O Canal do Panamá liga o Oceano Atlântico ao Pacífico. Sua criação gerou grande benefício para o transporte marítimo global. Antes da conclusão do canal, um navio tinha que contornar o extremo sul da América do Sul, uma rota muito mais longa e perigosa.

O mar ao redor do tempestuoso Cabo Horn foi durante séculos um verdadeiro cemitério de navios. Milhares de marinheiros morreram e inúmeros navios foram perdidos na região. Mas a passagem pelo Canal do Panamá encurtou a viagem em mais de 13 mil quilômetros, economizando dinheiro e tempo.

Mas agora, a mudança climática parece estar ameaçando essa rota. Cada vez que as eclusas do canal são abertas, milhões de litros de água doce correm para o mar. Como consequência, o nível da água no canal cai. Depois, essa água é reposta. No entanto, agora residentes, conservacionistas e meteorologistas estão observando uma diminuição nas chuvas na América Central como resultado da mudança climática. O que significa menos água para o canal. E se a água doce que sai das eclusas do canal não puder mais ser reposta, os grandes navios terão cada vez mais dificuldade para passar por ele.

•        De onde vem toda essa água?

O Canal do Panamá usa tanta água doce porque os navios precisam passar por uma dúzia de eclusas que os levam 26 metros para cima e para baixo.
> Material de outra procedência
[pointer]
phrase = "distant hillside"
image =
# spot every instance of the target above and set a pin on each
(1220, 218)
Segundo a empresa de consultoria Everstream, que monitora e avalia cadeias de suprimentos em nome de empresas internacionais, são necessários cerca de 200 milhões de litros de água para cada passagem de navio pelo canal.

Autoridade do Canal do Panamá, que é responsável pela operação da via, emitiu severas restrições de calado nos últimos meses. O calado de um navio é a distância entre a linha d'água e o fundo do navio. Essa medição determina quanta água um navio precisa para navegar com segurança. Se um navio é carregado com mercadorias pesadas, ele afunda mais criando, um calado maior.
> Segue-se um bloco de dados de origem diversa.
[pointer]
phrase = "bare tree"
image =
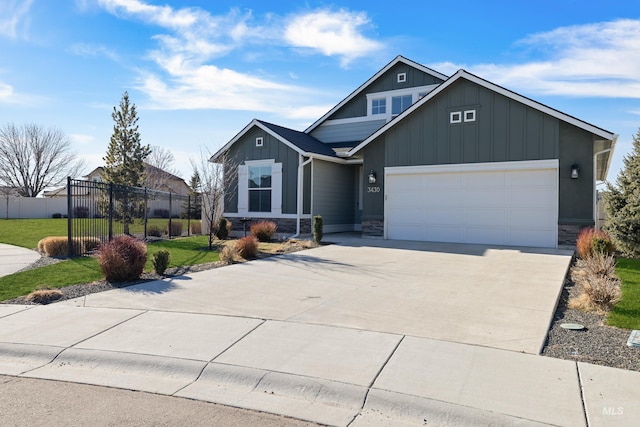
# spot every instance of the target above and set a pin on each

O calado operacional normal para o canal é de 15,24 metros. No início de maio, as autoridades divulgaram um ajuste de calado para as eclusas Neo-Panamax – o termo se refere aos limites de tamanho de alguns dos maiores navios que atravessam o canal – com base nos níveis de água projetados. A partir de 24 de maio, os maiores navios que trafegam pelo canal estarão limitados a calados de até 13,56 metros. Uma semana depois, em 30 de maio, será reduzido novamente para 13,4 metros.

Para piorar as coisas, os analistas da Everstream não esperam que a situação melhore até o final da primavera. Na verdade, as coisas podem piorar para o negócio de transporte marítimo.

A Hapag-Lloyd, empresa de navegação com sede em Hamburgo, na Alemanha, e outras transportadoras internacionais responderam ao problema carregando menos contêineres para reduzir o calado de seus navios.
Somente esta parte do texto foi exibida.